| Week 0 | Wednesday

Homework:

Tracing the Potential Flow of Consumer Data: A Network Analysis of Prominent Health and Fitness Apps

Summary: This study aims to analyze that data collected by the most popular health apps in the US, Canada, and Australia and classify whether sensitive information is gathered by these or not. The apps were chosen by looking at both media to see which apps are most publicized in media and looking at the app store in each of the countries previously listed with an algorithm to track which apps enter the top 100. The study groups these apps into families in which data could be shared, finding that a very significant percentage (>50) of these apps were connected such that they could share data. To find these relationships, REDCap was used, a web based data analysis tool.
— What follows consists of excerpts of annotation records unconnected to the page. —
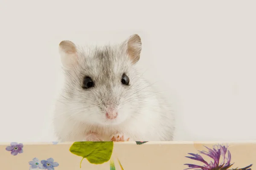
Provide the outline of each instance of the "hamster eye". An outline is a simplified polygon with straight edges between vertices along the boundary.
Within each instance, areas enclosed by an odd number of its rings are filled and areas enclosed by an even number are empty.
[[[123,74],[122,76],[122,79],[121,79],[121,82],[122,84],[124,85],[129,85],[129,82],[130,82],[130,79],[128,76],[126,76],[126,74]]]
[[[90,77],[85,77],[83,82],[83,88],[89,88],[94,86],[94,83]]]

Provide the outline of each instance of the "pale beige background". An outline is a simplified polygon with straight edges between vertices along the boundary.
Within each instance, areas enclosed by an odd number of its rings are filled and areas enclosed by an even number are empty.
[[[210,148],[215,143],[197,143],[198,147],[205,145]],[[5,151],[7,145],[0,145],[0,160],[2,168],[8,170],[26,170],[29,168],[28,162],[36,157],[39,159],[50,157],[59,164],[55,170],[109,170],[109,162],[100,165],[91,164],[84,159],[80,168],[81,157],[69,152],[72,143],[24,144],[24,153],[16,156]],[[232,143],[229,149],[231,153],[231,162],[235,162],[233,168],[244,167],[250,164],[256,164],[256,143]],[[113,158],[115,161],[116,170],[121,170],[116,159],[118,158],[125,170],[182,170],[185,169],[184,164],[195,164],[197,161],[185,157],[187,153],[198,153],[198,147],[193,142],[150,142],[137,145],[134,142],[127,143],[115,142]],[[204,150],[205,149],[204,148]],[[199,164],[200,164],[199,163]],[[253,167],[252,169],[254,169]]]
[[[2,0],[0,141],[51,141],[58,45],[138,33],[173,103],[175,140],[256,139],[255,0]]]

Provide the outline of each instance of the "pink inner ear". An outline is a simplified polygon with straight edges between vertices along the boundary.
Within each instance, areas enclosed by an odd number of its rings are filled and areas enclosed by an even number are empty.
[[[128,40],[128,53],[133,64],[140,60],[141,45],[140,37],[137,34],[131,36]]]

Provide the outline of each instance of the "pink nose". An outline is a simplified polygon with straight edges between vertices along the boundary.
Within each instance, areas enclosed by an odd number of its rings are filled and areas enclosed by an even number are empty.
[[[107,118],[110,119],[113,119],[117,116],[117,112],[107,112],[106,116],[107,116]]]

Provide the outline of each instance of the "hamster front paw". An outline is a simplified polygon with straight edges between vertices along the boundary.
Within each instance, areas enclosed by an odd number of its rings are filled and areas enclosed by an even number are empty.
[[[132,141],[132,139],[131,138],[128,138],[124,135],[117,134],[113,136],[110,140],[113,142],[125,142]]]
[[[99,142],[102,141],[99,135],[93,133],[88,134],[84,139],[84,141]]]

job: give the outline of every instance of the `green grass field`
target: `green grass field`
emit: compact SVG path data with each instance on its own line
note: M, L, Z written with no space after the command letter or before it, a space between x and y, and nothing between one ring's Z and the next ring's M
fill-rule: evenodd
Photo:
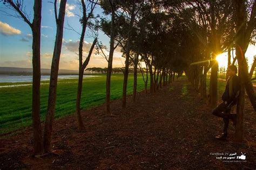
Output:
M84 79L81 108L86 109L105 102L106 75ZM130 74L127 94L132 93L133 75ZM111 99L120 98L122 95L123 74L111 77ZM58 118L73 113L76 108L77 79L60 79L58 82L55 118ZM31 83L1 83L0 86L23 84ZM49 81L41 83L41 121L45 119ZM138 76L138 91L144 89L141 75ZM5 133L31 124L32 86L20 86L0 88L0 134Z
M105 98L106 75L95 75L97 77L84 79L81 108L86 109L103 104ZM185 77L185 76L184 76ZM111 77L111 100L120 98L122 95L123 74L113 74ZM63 117L75 112L77 89L77 79L60 79L57 88L55 118ZM132 93L133 75L130 74L127 94ZM210 79L207 80L207 88ZM24 83L0 83L0 86L31 84ZM49 81L41 83L41 121L44 122L48 97ZM218 81L218 95L225 89L226 82ZM140 74L138 76L138 91L144 89ZM186 87L183 93L187 93ZM208 91L208 89L207 89ZM8 133L31 124L32 86L20 86L0 88L0 134Z

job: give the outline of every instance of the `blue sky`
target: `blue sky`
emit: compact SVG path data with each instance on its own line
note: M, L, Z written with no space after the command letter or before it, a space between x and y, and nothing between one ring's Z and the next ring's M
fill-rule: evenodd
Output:
M49 1L53 0L42 0L42 29L41 29L41 68L50 68L56 36L56 24L53 14L53 4ZM33 1L24 1L28 13L30 13L30 19L32 22L33 17ZM77 32L80 32L81 25L79 23L79 17L75 14L79 15L78 0L68 0L66 6L66 17L64 27L68 27L68 24L71 25ZM85 1L87 3L87 1ZM14 11L8 10L2 3L0 3L0 10L14 15ZM102 10L97 6L95 10L95 15L103 15ZM88 30L86 31L87 33ZM0 11L0 67L32 67L32 37L31 31L29 25L21 18L6 16L4 12ZM109 38L103 33L99 32L99 40L109 46ZM78 60L77 53L79 35L73 31L64 29L64 41L63 42L62 55L60 61L60 69L77 70ZM92 38L86 36L85 38L84 55L86 56ZM108 52L106 51L107 54ZM253 56L256 55L256 46L250 45L246 53L248 59L249 66L253 60ZM220 61L220 67L226 66L227 54L223 55ZM221 63L220 63L221 62ZM114 53L113 66L123 67L124 59L122 53L116 49ZM87 67L107 67L106 60L102 56L92 55Z
M41 67L50 68L52 57L56 36L56 24L54 18L53 4L49 0L43 0L41 28ZM30 13L30 19L33 18L33 1L24 1L26 10ZM87 3L87 1L85 1ZM79 23L80 14L79 4L77 0L68 0L66 6L66 16L64 27L69 27L68 24L78 32L82 27ZM8 10L2 3L0 3L1 10L14 14ZM102 10L96 6L94 11L95 15L102 15ZM90 37L86 30L84 39L84 55L86 56L90 45L93 39ZM0 67L17 67L31 68L32 37L31 31L29 25L21 18L6 16L0 11ZM73 31L64 29L60 61L60 69L77 70L78 68L78 40L80 36ZM99 32L99 40L109 46L109 38L102 32ZM106 52L107 53L107 52ZM124 60L122 54L117 51L114 53L113 66L122 67ZM93 55L89 63L90 67L106 67L107 62L102 56Z

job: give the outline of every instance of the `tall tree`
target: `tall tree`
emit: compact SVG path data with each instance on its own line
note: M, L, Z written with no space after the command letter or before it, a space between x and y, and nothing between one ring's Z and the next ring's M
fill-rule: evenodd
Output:
M96 44L97 40L97 37L95 38L91 46L91 48L88 53L86 59L83 62L83 46L84 44L84 36L85 31L86 30L86 26L88 23L89 19L92 17L93 11L95 8L95 5L97 4L98 1L96 1L95 3L91 3L91 8L90 12L88 15L86 15L86 6L84 0L81 0L81 5L82 6L83 16L80 20L81 24L82 25L82 33L80 37L80 41L79 44L78 49L78 55L79 55L79 77L78 77L78 86L77 88L77 101L76 101L76 115L77 119L78 124L78 129L82 129L84 128L84 123L83 123L83 119L81 116L80 112L80 101L81 101L81 95L82 89L83 86L83 77L84 75L84 72L85 69L86 68L92 54L93 48ZM89 4L90 5L90 4ZM87 5L89 6L89 5Z
M23 1L4 0L8 8L14 10L16 17L21 18L29 25L32 34L32 67L33 80L32 85L32 122L34 139L34 154L40 154L43 152L43 138L40 120L40 45L41 36L41 12L42 0L35 0L33 7L33 19L31 23L29 16L25 12L25 7Z
M125 4L123 5L128 6L127 8L130 9L130 5L131 5L131 11L130 11L130 20L129 23L129 28L128 30L128 36L126 44L126 49L125 51L125 68L124 73L124 81L123 84L123 98L122 98L122 107L125 108L126 104L126 90L127 90L127 83L128 81L128 74L129 70L129 59L130 59L130 51L131 48L131 34L132 32L132 29L133 27L133 23L135 19L136 16L136 1L131 1L132 4L129 3Z
M56 105L57 85L58 73L59 71L59 59L62 46L63 37L63 26L65 19L66 0L60 0L59 14L57 16L57 0L54 1L55 21L56 23L56 36L54 46L53 54L51 68L50 77L49 93L48 96L48 107L45 118L44 132L44 152L51 152L51 142L52 135L52 123L54 119L55 107Z
M247 1L235 0L233 2L235 20L235 54L238 62L239 76L242 79L242 86L237 106L237 123L235 137L238 140L243 139L243 117L244 114L244 88L254 110L256 110L256 100L253 87L251 81L245 54L248 47L252 32L255 29L256 3L251 5L250 15L246 8L249 6ZM248 8L247 8L248 9ZM249 18L248 18L248 16Z

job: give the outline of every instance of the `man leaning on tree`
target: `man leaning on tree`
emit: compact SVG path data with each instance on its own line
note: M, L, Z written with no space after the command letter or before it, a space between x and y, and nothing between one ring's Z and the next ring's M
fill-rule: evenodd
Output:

The paper goes on to analyze the types of data collected by these apps, concluding that the types of information requested if shared could indeed lead to breaches in privacy due to the numerous permissions requested by some apps and the large number of connections between a lot of these apps. The paper argues that more transparency should be added to the relationships between these apps and the information collected.

1) What is the problem to be solved?

This study aims to find out what types of health data are collected by health apps and how that data is shared between groups of these apps.

2) Why is the problem important?

This problem is important because it may not be clear to users of these health apps just how much information is being collected of them or the potential implications of these networks of information on just exactly how anonymous their data is.

3) How does the paper propose to address this problem?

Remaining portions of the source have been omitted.